How to make select in WinSock exceed the 64-socket limit

  tr_cn        2024-10-31 23:47:50       1,596        0         

When doing cross-platform network programming, the only API available on Windows that corresponds to the epoll/kevent style reactor event model is select. However, it has a limitation: the number of sockets passed into select cannot exceed FD_SETSIZE, which is set to 64.

Therefore, select in Java’s NIO on Windows also has the same limit. Many services ported to Windows that use the reactor model face this constraint, which often gives the impression that server programs on Windows have weaker performance.

This limit is clearly insufficient for developing a high-concurrency server. So, is there a way to overcome it? And how do systems like Cygwin, which use Win32 API to emulate POSIX APIs, simulate an unrestricted poll call?

Fortunately, there are roughly three ways to bypass the 64-socket limit.

Method 1: Redefine FD_SETSIZE

First, according to the MSDN documentation on Winsock2's select, the FD_SETSIZE value can be customized:

Four macros are defined in the header file Winsock2.h for manipulating and checking the descriptor sets. The variable FD_SETSIZE determines the maximum number of descriptors in a set. (The default value of FD_SETSIZE is 64, which can be modified by defining FD_SETSIZE to another value before including Winsock2.h.)

In winsock2.h, you can see that this value can indeed be predefined:

#ifndef FD_SETSIZE
#define FD_SETSIZE 64
#endif

As long as you define FD_SETSIZE before including winsock2.h, you can break the 64-socket limit. For example, in Cygwin's poll implementation poll.cc, FD_SETSIZE is redefined at the beginning as follows:

#define FD_SETSIZE 16384        // lots of fds
#include "winsup.h"
#include <sys/poll.h>
#include <sys/param.h>

This sets FD_SETSIZE to a large value of 16,384, allowing up to 16K sockets to be used with select. Cygwin then continues to implement POSIX poll functionality using select.

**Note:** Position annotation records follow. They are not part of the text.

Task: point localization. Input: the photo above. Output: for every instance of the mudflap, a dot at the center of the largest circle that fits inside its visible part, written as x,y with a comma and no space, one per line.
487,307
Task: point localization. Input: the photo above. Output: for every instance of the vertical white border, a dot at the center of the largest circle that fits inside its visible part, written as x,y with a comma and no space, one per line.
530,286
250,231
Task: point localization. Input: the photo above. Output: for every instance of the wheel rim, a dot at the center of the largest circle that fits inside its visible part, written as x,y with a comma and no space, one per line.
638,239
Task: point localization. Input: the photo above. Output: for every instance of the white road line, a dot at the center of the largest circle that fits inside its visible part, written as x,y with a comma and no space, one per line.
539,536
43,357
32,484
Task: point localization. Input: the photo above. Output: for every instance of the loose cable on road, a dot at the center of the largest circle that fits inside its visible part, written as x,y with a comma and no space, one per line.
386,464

This approach generally works well, but it has two limitations. First, there’s the question of how large FD_SETSIZE should be. Defining it too large wastes memory, while allocating memory dynamically with each select call can cause memory fragmentation. Secondly, this method reduces portability—if you forget to change header file order, or move the code to another environment, it may not run.

Therefore, a more universal solution is available in Method 2.

Method 2: Custom fd_set Structure

This method is more universal. According to the MSDN documentation, the fd_set structure is defined as follows:

typedef struct fd_set {
  u_int  fd_count;
  SOCKET fd_array[FD_SETSIZE];
} fd_set, FD_SET, *PFD_SET, *LPFD_SET;

The first member, fd_count, represents the total number of sockets in this fd_set. The fd_array array stores each socket’s value, with its size determined by the FD_SETSIZE macro, which sets the maximum number of sockets that can be stored.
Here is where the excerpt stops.